2021 novel by Ben Okri

Every Leaf a Hallelujah is an environment theme novel written by Nigerian-British writer Ben Okri and illustrated by Diana Ejaita. It was published in 2021 by Other Press (US) and Apollo (UK) in 2021.

== Background and inspiration ==
Every Leaf a Hallelujah is Okri's eight novel and first children's literature novel.
Okri's love for nature influenced him to write the novel. The book is a form of protest against deforestation made by certain "grown-ups" who "value money over nature."
== Characters ==
- Mangoshi — a little child who stands up for nature
- Manager — a timber and construction company owner

== Plot ==
The story follow Mangoshi, a child with a dying mother who ventures into the forest to get a precious leaf that can heal her mother. She finds out that the nature is dying too. She heads back to the village empty-handed but is forced to return again when everyone in the village falls sick.

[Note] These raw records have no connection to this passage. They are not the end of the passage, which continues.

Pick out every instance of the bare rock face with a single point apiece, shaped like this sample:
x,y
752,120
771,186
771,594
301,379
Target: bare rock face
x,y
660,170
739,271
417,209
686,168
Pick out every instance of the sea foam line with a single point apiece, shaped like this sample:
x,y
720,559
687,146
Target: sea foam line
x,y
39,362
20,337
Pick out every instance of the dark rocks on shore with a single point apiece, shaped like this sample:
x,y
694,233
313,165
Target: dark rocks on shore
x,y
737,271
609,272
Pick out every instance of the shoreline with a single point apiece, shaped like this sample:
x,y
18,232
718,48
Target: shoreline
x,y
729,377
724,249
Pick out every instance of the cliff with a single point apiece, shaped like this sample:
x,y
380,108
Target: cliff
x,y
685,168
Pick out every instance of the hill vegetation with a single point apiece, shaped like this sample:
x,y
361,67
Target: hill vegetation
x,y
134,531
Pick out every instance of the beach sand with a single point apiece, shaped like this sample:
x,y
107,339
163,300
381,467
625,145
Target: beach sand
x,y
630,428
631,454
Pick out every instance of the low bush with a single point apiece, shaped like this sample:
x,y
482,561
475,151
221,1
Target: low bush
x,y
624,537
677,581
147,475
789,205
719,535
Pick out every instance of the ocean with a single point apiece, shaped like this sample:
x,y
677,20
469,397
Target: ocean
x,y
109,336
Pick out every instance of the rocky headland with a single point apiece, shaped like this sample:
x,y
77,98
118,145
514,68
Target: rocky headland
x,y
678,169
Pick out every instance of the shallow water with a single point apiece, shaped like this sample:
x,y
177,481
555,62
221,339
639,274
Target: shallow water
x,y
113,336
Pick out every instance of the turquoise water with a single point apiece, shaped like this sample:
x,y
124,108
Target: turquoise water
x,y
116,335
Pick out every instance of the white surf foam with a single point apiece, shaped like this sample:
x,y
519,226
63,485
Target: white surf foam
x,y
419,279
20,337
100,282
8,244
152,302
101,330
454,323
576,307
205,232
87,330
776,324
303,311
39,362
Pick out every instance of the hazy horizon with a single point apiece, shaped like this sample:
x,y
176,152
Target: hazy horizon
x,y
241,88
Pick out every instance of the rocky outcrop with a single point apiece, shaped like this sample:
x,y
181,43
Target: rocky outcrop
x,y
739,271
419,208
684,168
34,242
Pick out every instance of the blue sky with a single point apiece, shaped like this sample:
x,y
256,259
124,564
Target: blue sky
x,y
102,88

In her second journey, she is being guided by an old baobab tree that teaches her about the predicament of trees and nature at large.
Mangoshi is tasked to standing up against companies bent of "leveling the forest".
== Theme and style ==
Themes in the book includes deforestation, eco-activism. Okri employed the use of poetry and folklore.
== Reception ==
Publishers Weekly described it as a "gem" that "will resonate with both adult fantasy readers and their children."
It was listed in Brittle Papers Notable Books of 2021.
Miles Ellingham of Financial Times described it as "part magical realism, part dendrological encyclopedia and part manual for non-violent resistance." praising Okri's "clear prose form," noting that "his sentences have a careful simplicity, but not at the expense of eloquent writing."
He further stated that the story was "more enchanting by Diana Ejaita’s illustrations."

Karen Haber writing for Locus called it "a journey into bold color and imagery filled with constant rewards." noting that Ejiata uses "graphic motifs that call back to African textiles, collage, and woodcut prints."